Friday, May 21, 2010

Death Penalty Likely Issue in California Elections

The California Democratic Party has formally come out in favor of abolishing the death Penalty. According to the San Francisco Chronicle, the platform plank was approved April 18 at the party's convention in Los Angeles. The plank includes a declaration that Democrats will "replace the death penalty with a term of permanent incarceration, which will serve to protect the public, provide swift and certain justice for victims' families, and save the state an estimated $1 billion over the next five years."

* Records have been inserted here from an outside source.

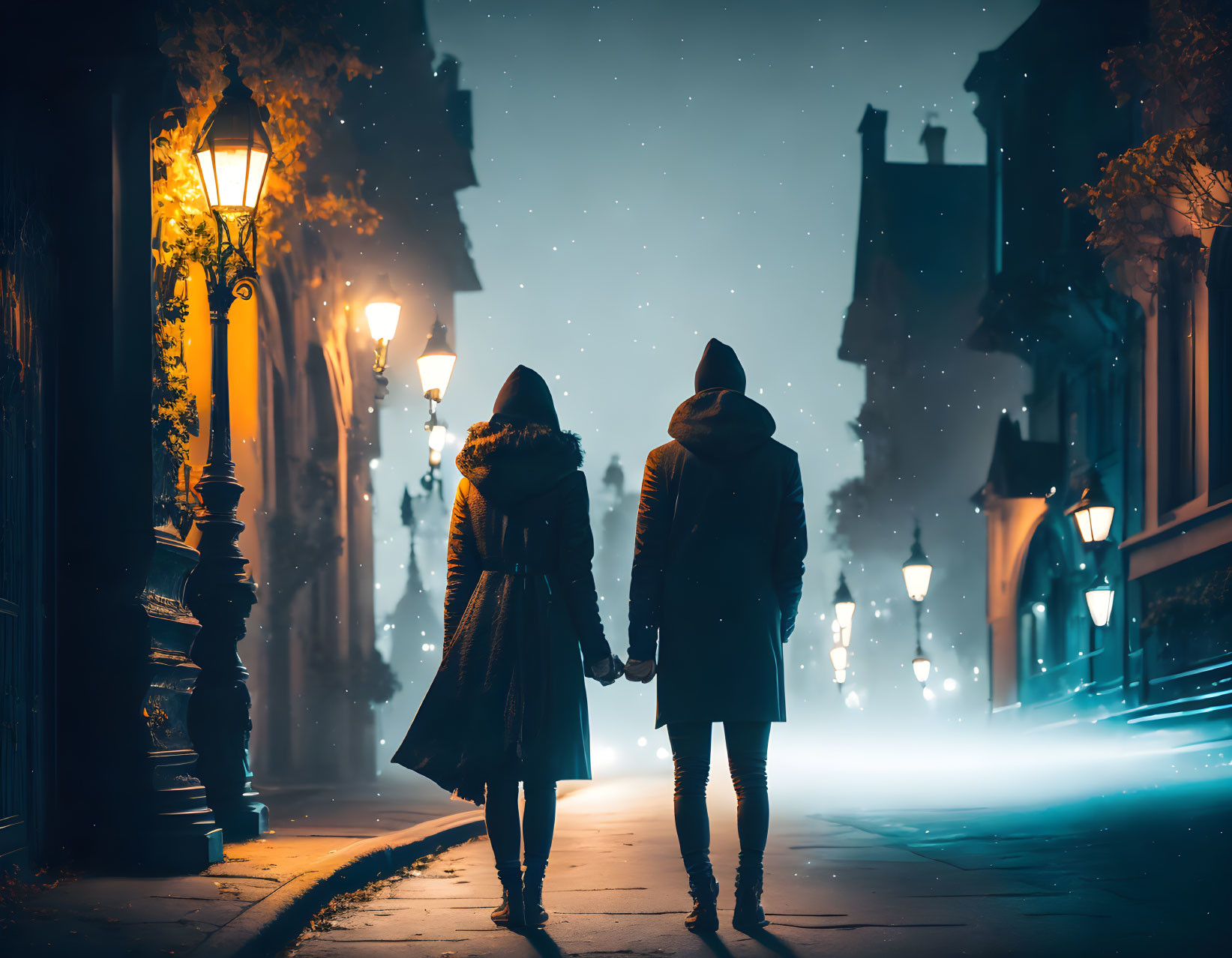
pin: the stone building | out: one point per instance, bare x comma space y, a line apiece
1129, 381
929, 403
96, 660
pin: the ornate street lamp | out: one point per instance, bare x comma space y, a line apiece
382, 310
1099, 600
839, 660
233, 155
917, 575
844, 603
1093, 513
917, 570
436, 365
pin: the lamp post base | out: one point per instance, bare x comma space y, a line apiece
247, 820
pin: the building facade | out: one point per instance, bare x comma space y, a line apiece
1128, 382
99, 543
929, 403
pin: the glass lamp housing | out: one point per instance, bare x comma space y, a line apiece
1099, 601
383, 310
1093, 513
233, 149
917, 570
436, 364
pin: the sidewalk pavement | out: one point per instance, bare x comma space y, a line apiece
994, 883
323, 841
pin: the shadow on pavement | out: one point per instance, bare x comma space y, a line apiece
715, 944
772, 942
541, 942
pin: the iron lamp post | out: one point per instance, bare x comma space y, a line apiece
917, 575
844, 609
232, 154
382, 312
1093, 513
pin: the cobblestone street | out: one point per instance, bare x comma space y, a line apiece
986, 885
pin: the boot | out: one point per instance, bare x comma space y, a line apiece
532, 894
705, 894
513, 909
749, 915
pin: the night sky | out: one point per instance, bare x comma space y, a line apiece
653, 174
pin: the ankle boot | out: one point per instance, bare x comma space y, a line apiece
705, 894
513, 909
749, 915
532, 893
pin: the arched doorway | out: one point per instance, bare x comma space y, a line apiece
1050, 612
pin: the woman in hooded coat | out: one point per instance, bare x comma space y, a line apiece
521, 630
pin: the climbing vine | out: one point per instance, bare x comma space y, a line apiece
1183, 80
296, 63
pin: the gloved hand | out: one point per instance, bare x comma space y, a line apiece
605, 672
640, 670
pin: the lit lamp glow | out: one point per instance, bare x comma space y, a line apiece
233, 149
1099, 600
917, 570
1093, 513
844, 603
382, 310
436, 364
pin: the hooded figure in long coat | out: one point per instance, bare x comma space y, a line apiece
521, 630
718, 578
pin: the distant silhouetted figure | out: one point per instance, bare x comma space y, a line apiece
718, 575
614, 477
508, 702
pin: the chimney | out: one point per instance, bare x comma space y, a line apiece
873, 133
934, 143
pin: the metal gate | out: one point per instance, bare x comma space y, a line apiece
26, 286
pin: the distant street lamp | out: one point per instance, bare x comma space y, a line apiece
844, 606
436, 365
232, 154
917, 570
917, 575
1099, 600
1093, 513
382, 310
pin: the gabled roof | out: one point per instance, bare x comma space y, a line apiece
1021, 469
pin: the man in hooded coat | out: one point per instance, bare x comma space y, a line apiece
718, 576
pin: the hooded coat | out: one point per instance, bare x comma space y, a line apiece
720, 555
520, 609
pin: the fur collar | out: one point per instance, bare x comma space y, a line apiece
511, 463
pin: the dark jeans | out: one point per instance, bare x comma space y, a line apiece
747, 744
535, 830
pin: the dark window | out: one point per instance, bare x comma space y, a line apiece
1219, 285
1176, 383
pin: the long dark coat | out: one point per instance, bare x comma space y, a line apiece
720, 561
520, 612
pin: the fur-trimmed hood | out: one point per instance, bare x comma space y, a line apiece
511, 463
721, 424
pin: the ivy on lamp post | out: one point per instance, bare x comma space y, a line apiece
233, 154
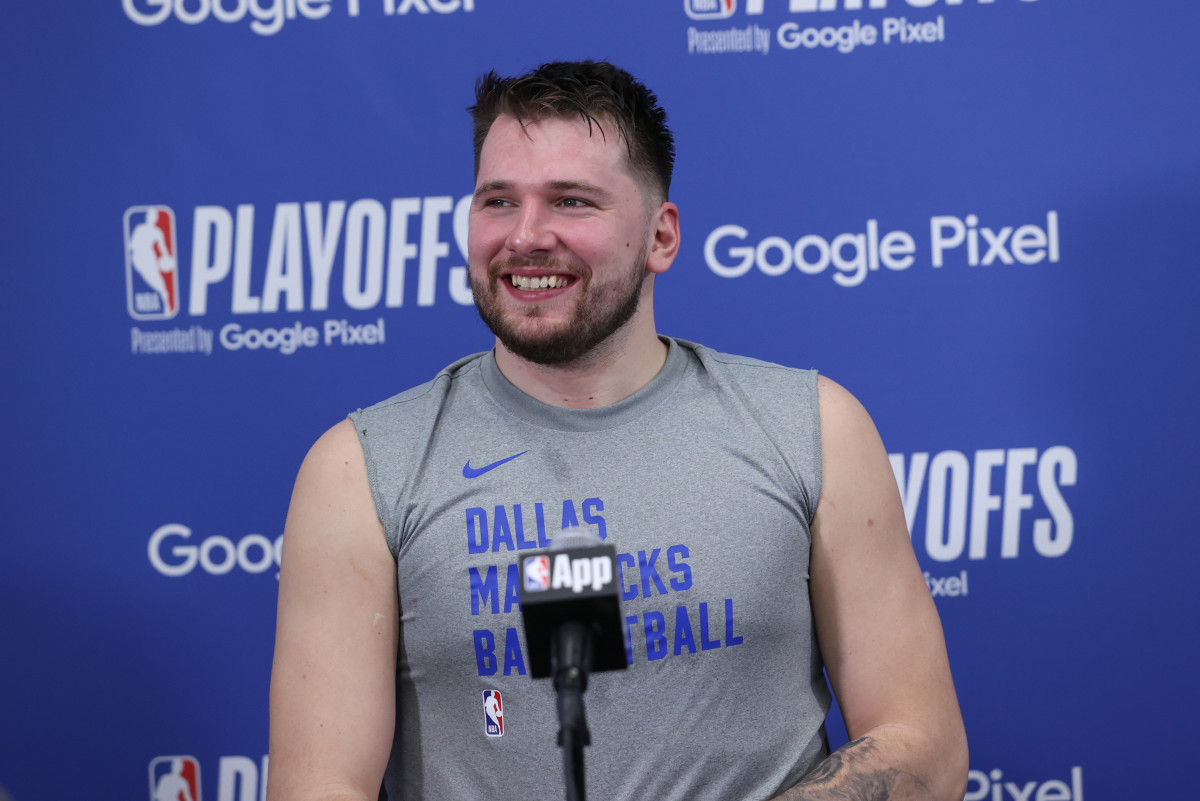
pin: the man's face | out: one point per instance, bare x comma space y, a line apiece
559, 233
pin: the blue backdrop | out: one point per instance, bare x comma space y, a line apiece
229, 222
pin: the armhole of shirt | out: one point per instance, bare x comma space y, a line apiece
382, 509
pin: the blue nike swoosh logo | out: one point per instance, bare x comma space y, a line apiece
475, 473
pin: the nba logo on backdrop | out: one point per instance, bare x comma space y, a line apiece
174, 778
537, 573
709, 8
151, 273
493, 714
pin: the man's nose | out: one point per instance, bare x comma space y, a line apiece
532, 232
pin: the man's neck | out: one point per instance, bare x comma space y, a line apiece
612, 372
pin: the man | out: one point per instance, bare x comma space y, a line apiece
757, 523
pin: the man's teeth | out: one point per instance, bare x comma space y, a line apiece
544, 282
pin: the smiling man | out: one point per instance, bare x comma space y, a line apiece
759, 528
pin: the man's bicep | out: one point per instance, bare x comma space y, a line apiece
333, 680
876, 622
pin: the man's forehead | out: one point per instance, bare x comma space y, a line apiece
569, 139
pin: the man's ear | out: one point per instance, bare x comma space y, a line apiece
665, 242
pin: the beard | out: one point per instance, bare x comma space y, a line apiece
598, 313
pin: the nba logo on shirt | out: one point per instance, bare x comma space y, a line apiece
151, 276
174, 778
537, 573
493, 714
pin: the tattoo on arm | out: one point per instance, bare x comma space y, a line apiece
851, 774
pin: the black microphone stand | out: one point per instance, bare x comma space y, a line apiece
570, 663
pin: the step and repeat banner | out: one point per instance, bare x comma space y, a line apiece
231, 222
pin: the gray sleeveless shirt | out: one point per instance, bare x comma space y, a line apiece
706, 481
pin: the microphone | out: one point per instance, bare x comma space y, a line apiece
571, 610
575, 580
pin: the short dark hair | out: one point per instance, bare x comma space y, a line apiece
593, 90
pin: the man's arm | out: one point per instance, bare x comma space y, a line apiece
879, 630
333, 681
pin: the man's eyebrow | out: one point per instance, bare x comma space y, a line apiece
581, 186
556, 186
491, 186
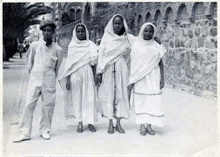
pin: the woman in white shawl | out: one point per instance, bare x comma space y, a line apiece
146, 79
77, 81
112, 71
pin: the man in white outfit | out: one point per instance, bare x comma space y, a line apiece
44, 61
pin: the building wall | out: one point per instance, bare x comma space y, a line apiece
188, 30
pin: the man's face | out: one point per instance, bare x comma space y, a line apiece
117, 24
148, 32
81, 33
48, 32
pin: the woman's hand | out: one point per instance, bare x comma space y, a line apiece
68, 84
161, 83
98, 80
130, 87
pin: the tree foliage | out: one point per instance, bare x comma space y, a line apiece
17, 17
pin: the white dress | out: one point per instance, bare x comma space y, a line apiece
148, 100
145, 75
80, 102
113, 62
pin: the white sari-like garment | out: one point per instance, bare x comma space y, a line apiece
145, 75
113, 60
80, 101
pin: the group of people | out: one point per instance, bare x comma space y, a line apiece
122, 71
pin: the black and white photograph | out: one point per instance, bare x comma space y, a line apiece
108, 78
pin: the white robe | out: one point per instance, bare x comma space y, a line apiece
113, 60
145, 75
80, 101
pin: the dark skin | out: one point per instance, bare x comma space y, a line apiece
148, 35
81, 35
48, 32
119, 30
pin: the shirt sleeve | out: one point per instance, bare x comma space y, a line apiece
30, 56
59, 59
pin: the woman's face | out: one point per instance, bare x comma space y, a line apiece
117, 25
148, 32
81, 33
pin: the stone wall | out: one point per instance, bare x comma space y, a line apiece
188, 31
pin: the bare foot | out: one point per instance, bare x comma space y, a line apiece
143, 131
80, 128
91, 128
150, 130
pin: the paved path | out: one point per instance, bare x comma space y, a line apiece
191, 129
12, 73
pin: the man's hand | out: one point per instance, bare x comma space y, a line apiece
68, 84
98, 80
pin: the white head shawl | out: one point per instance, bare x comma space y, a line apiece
141, 33
80, 52
145, 56
112, 46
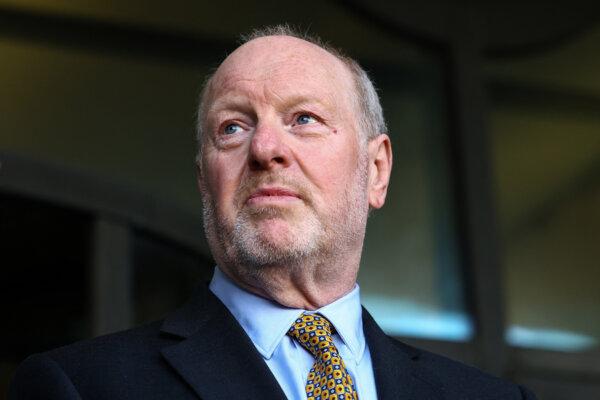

The Chronicle reported that nationally, the Democratic platform backed capital punishment from 1992 through 2000 but took no position in 2004, with death penalty opponent John Kerry heading the ticket. The platform in 2008, with Barack Obama as the candidate, said only that "the death penalty must not be arbitrary," and that defendants should have competent lawyers and access to DNA testing.

California has the nation's largest Death Row, with more than 700 inmates, but has executed only 13 men since 1992, when the current law was implemented. Executions have been on hold since 2006, when a federal judge found that the state's lethal injection methods could inflict prolonged and excruciating pain on a condemned inmate. However, the U.S. Supreme Court has found that lethal injection does not violate the Eighth Amendment ban against cruel and unusual punishment, Baze v. Rees, 553 U.S. 35 (2008).

According to the Chronicle, Republican candidates are likely to raise the capital-punishment issue this fall against Attorney General Jerry Brown the likely Democratic nominee. Brown has been an outspoken opponent of the death penalty. The state Republican Party platform supports the death penalty for murder.